Q: What about the parity drives?
A: Since the parity files are (or, at least, should be) only written to during
snapraid sync
operations, there is no need to snapshot them, as the parity
files will always correspond with the read-only snapshots they were created
from. If a sync is interrupted, different sets of snapshots will correspond
with different portions of the parity file(s), and both sets of snapshots
should be retained until a sync is completed, at which point all previous
snapshots can be safely cleaned up.

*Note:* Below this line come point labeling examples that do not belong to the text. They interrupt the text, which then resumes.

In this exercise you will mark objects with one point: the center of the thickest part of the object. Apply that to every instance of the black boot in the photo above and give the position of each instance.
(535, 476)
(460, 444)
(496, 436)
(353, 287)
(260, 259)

A snapper userdata key is used to keep
track of whether a snapraid sync
run on a set of snapshots completes
successfully (i.e., returns exit status 0) to ensure that
snapraid-btrfs cleanup
can handle this situation properly.
It is recommended that you use ext4 for the parity drives, since the metadata
overhead is extremely small with the right mkfs settings (minimum possible
number of inodes, minimum journal size (or journaling disabled), and no space
reserved for root - see man mke2fs
for more details), and because for the
parity drives, there is no real use for any of the features which btrfs
offers over ext4.
Q: What about the SnapRAID "content" files?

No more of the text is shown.